Анализ результатов показал, что лучшее действие при замораживании спермы в этой среде было получено при содержании в ней 6-7 % глицерина и 5-7 % желтка.

Таким образом, в результате наших лабораторных исследований была разработана среда для замораживания спермы козлов, следующего состава: вода дистилированная – 100 мл; трис-(оксиметил)-аминометан – 0,42 г; фруктоза – 3,0 г; трилон-Б – 1,32 г; глицерин – 6,0 мл; желток куриного яйца – 6 мл; полиген – 30 мл.

В дальнейшем необходимо провести испытания по изучению результативности искусственного осеменения коз спермой, замороженной в этой среде.

Дальнейшее совершенствование методов синхронизации и стимуляции эструса у коз имеет большой научный и практический интерес.

В настоящее время предложены различные гормональные методы воздействия на половой цикл сельскохозяйственных животных, в том числе коз (Айбазов М.М. и др., 2004; Айбазов А-М.М. и др., 2006; Ерохин А.С., 2013; Khandoker M.A.M. e.a., 2009). Выбор схемы и метода регуляции полового цикла зависит от сезона года. Например, простагландины применяются во время сезона размножения, когда в яичниках имеются функциональные желтые тела (Малахова Л.С., 2003; Аксёнова П.В.. 2012).

Гормональные препараты обычно используют вне сезона размножения. При этом применяют прогестерон или синтетические гестагены, ГСЖК, ри-лизинг-гормоны (Ерохин А.С., 2013; Rekik M. e.a., 2014). В настоящее время используются усовершенствованные методы введения самкам прогестагенов путем применения внутривлагалищных полиуретановых губок или силиконовых спиралей, пропитанных определенным количеством прогестерона или его синтетических аналогов, например, медроксипрогестерон ацетатом или флуорогестон ацетатом (Powell M.R. e.a., 1996; Айбазов А-М.М. и др., 2007). Но данные приспособления довольно дороги или не имеют официальной регистрации в РФ, позволяющей их использование в практических условиях.
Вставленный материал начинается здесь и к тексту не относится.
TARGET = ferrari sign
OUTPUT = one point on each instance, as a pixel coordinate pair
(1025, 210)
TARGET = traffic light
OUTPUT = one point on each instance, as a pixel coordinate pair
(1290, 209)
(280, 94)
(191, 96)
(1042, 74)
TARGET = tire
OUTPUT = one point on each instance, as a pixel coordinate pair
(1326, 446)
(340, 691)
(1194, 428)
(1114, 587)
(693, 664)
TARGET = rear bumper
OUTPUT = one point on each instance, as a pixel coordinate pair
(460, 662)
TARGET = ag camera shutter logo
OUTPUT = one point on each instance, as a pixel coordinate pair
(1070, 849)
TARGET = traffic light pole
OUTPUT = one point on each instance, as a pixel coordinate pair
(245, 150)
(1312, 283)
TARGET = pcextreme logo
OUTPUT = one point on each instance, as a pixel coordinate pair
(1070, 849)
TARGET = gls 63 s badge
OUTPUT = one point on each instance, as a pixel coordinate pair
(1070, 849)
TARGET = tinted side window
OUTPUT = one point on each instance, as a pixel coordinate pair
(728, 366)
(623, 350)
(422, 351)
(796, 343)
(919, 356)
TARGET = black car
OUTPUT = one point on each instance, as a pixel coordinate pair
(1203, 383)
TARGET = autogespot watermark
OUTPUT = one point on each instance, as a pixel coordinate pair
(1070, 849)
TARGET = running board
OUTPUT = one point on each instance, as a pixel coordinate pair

В этой связи представляет интерес изучение эффективности стимуляции эструса у коз в различные сезоны года с помощью применения внутримышечного введения прогестерона совместно с гонадотропинами.

В первом эксперименте, проведённом вне сезона размножения, мы изучали результативность стимуляции эструса у коз путём сравнительного применения двух схем введения прогестерона. Первая схема состояла из ежедневного внутримышечного введения козам на протяжении 5-ти дней по 25 мг прогестерона. Особенностью второй схемы было трехкратное введение прогестерона через день, в той же дозировке. Затем в обоих случаях самкам через 48 часов после последней инъекции прогестерона вводили однократно внутримышечно 500 ИЕ ГСЖК и после выявления эструса, их покрывали козлами.